I have a list of xml and a for loop that flattens the xml into a pandas dataframe.
The for loop works perfectly fine but is taking very long to flatten the xml, which is getting larger as time goes on.
How do I wrap the below for-loop in executor.map
to spread the work load among different cores?
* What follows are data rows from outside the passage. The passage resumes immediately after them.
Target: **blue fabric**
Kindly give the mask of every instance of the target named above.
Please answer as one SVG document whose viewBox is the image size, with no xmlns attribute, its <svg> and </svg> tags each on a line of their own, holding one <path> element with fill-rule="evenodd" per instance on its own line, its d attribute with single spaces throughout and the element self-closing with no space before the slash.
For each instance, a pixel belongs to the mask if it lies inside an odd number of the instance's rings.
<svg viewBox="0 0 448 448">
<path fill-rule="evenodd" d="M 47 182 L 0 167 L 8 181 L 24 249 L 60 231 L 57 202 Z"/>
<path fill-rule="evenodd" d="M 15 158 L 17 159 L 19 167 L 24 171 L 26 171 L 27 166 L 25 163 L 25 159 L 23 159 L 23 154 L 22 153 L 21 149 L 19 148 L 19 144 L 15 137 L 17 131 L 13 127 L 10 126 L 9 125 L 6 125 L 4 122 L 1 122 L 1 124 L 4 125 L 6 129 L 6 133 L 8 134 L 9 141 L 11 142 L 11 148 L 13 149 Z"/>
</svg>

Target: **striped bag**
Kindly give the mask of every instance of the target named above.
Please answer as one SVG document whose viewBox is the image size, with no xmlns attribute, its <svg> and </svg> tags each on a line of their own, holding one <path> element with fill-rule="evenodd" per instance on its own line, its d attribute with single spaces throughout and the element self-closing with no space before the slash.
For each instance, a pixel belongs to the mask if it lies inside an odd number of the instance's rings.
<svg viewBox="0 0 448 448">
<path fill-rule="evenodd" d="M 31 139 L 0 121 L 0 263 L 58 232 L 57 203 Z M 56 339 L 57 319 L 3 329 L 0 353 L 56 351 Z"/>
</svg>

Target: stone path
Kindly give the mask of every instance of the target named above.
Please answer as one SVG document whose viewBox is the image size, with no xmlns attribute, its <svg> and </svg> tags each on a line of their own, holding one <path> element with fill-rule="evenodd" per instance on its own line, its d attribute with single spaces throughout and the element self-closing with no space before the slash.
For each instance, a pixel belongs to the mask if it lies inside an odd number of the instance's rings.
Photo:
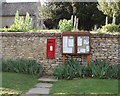
<svg viewBox="0 0 120 96">
<path fill-rule="evenodd" d="M 41 77 L 38 81 L 39 83 L 35 85 L 35 88 L 31 88 L 21 96 L 49 96 L 50 87 L 52 87 L 52 83 L 57 80 L 53 77 Z"/>
</svg>

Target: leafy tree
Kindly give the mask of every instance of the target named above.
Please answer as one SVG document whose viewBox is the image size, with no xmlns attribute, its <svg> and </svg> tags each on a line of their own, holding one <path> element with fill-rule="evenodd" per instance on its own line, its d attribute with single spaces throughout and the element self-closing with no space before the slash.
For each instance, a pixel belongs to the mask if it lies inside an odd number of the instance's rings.
<svg viewBox="0 0 120 96">
<path fill-rule="evenodd" d="M 97 7 L 105 15 L 113 17 L 112 23 L 115 24 L 116 15 L 120 13 L 120 1 L 115 0 L 113 2 L 103 2 L 102 0 L 98 0 Z"/>
<path fill-rule="evenodd" d="M 79 29 L 91 30 L 94 25 L 103 24 L 105 19 L 105 15 L 97 9 L 97 4 L 97 2 L 49 2 L 47 11 L 55 28 L 61 19 L 69 20 L 71 15 L 76 15 L 79 18 Z"/>
</svg>

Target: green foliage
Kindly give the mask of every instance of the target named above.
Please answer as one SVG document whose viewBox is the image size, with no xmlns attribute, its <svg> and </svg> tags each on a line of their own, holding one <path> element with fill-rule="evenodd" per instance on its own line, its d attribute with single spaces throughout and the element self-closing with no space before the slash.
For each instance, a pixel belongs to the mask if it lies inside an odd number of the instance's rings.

I am following this article https://medium.com/@ageitgey/quick-tip-speed-up-your-python-data-processing-scripts-with-process-pools-cf275350163a
for loop to flatten xml:
df1 = pd.DataFrame()
for i in lst:
print('i am working')
soup = BeautifulSoup(i, "xml")
# Get Attributes from all nodes
attrs = []
for elm in soup(): # soup() is equivalent to soup.find_all()
attrs.append(elm.attrs)
# Since you want the data in a dataframe, it makes sense for each field to be a new row consisting of all the other node attributes
fields_attribute_list= [x for x in attrs if 'Id' in x.keys()]
other_attribute_list = [x for x in attrs if 'Id' not in x.keys() and x != {}]
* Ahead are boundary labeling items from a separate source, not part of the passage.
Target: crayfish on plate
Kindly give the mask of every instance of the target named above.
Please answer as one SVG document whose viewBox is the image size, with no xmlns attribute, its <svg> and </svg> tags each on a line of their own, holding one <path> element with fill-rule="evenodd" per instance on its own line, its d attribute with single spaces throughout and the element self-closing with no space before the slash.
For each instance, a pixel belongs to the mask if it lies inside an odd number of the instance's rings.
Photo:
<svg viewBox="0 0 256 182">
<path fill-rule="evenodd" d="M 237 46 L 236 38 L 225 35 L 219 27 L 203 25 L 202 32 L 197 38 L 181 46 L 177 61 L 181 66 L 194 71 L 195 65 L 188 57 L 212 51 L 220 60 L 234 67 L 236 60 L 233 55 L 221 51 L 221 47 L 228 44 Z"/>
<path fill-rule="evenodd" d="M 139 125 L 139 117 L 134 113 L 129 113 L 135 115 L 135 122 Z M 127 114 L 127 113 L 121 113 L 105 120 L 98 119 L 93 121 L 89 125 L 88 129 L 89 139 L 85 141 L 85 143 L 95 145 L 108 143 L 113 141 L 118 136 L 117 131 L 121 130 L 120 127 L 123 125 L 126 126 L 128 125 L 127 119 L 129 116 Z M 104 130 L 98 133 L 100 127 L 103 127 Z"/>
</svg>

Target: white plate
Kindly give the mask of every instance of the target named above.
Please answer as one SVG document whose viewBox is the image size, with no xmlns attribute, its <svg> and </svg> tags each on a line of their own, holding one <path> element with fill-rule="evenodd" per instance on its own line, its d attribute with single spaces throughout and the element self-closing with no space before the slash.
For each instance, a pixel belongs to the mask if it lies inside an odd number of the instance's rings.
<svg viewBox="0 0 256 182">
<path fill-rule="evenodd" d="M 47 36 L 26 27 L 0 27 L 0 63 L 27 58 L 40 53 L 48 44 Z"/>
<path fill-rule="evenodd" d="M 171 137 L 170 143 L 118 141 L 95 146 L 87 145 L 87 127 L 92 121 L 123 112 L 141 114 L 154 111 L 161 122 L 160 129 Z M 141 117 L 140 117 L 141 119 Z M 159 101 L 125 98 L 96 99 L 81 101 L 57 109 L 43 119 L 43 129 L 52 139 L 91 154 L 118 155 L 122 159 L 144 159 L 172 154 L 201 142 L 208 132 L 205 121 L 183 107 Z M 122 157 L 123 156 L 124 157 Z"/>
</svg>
# Make a single dictionary with the attributes of all nodes except for the `Field` nodes.
attribute_dict = {}
for d in other_attribute_list:
for k, v in d.items():
attribute_dict.setdefault(k, v)
# Update each field row with attributes from all other nodes.
full_list = []
for field in fields_attribute_list:
field.update(attribute_dict)
full_list.append(field)
# Make Dataframe
df = pd.DataFrame(full_list)
df1 = df1.append(df)
Does the for loop need to be transformed into a function?